A different phrase, one used a lot by depressives, is ‘I don’t know.’ For Holden, as often as not, it’s another evasive tactic, a way of getting out of having to explain something—to himself as much as to anybody else. Or, he really doesn’t know… which is what we see in the novel’s final paragraph. His older brother, the one who suggested the memoir we’ve just read, has been visiting. ‘D.B. asked me what I thought about all this stuff I just finished telling you about. I didn’t know what the hell to say. If you want to know the truth, I don’t know what I think about it. I’m sorry I told so many people about it.’ No surprises there, then. But…

…that isn’t the end. The paragraph continues: ‘About all I know is, I sort of miss everybody I told about. Even old Stradlater and Ackley, for instance. I think I even miss that goddam Maurice. It’s funny. Don’t ever tell anybody anything. If you do, you start missing everybody.’ (Stradlater and Ackley are the roommate and the kid next door to them. Maurice is the crooked lift-man.) If you miss people, maybe you’re ready to re-engage. Not that Holden realises it yet—he doesn’t celebrate this new insight, he regrets the telling. ‘Don’t ever tell anybody anything.’ It might be too late for that now, but I wouldn’t like to predict that, come the autumn, he’ll be any more willing to give it a try. It’s over three years since Allie died, and we haven’t seen any signs of his getting over it yet.

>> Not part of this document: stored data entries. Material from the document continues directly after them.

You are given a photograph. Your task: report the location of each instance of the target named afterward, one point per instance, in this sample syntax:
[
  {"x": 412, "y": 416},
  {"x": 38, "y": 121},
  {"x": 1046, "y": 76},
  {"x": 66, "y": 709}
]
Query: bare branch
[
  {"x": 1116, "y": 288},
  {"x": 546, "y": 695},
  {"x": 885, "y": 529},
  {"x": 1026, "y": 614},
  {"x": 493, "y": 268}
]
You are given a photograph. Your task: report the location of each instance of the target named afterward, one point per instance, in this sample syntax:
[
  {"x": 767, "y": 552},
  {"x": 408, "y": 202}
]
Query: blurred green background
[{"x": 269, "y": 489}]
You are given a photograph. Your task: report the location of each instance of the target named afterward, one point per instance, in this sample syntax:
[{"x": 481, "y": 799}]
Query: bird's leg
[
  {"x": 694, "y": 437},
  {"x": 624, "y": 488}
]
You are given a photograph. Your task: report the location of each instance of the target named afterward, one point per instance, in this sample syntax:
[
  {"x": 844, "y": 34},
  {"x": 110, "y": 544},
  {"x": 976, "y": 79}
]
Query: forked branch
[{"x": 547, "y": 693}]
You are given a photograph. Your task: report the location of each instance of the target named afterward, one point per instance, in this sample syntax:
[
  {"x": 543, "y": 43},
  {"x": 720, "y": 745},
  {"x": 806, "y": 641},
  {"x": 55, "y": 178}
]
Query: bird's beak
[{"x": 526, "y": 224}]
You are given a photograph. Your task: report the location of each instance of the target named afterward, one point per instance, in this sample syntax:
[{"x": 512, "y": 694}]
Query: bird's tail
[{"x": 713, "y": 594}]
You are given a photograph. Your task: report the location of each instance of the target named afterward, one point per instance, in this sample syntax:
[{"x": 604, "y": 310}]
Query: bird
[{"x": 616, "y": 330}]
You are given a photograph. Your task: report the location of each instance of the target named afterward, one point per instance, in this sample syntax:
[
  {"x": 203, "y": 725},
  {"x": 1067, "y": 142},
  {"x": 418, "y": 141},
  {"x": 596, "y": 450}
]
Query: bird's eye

Whatever else this novel is, it’s an extraordinary portrayal of post-traumatic stress. There were a lot of Americans in the early 1950s who really, really still didn’t know what had hit them only a few years before. References to the war are only in passing—D.B. was at the D-Day Landings, for instance—but it was very recent in people’s lives. Which is why I think Salinger didn’t only have the adolescent experience in mind as he wrote about a young man who has everything, and the only thing he feels is desolation.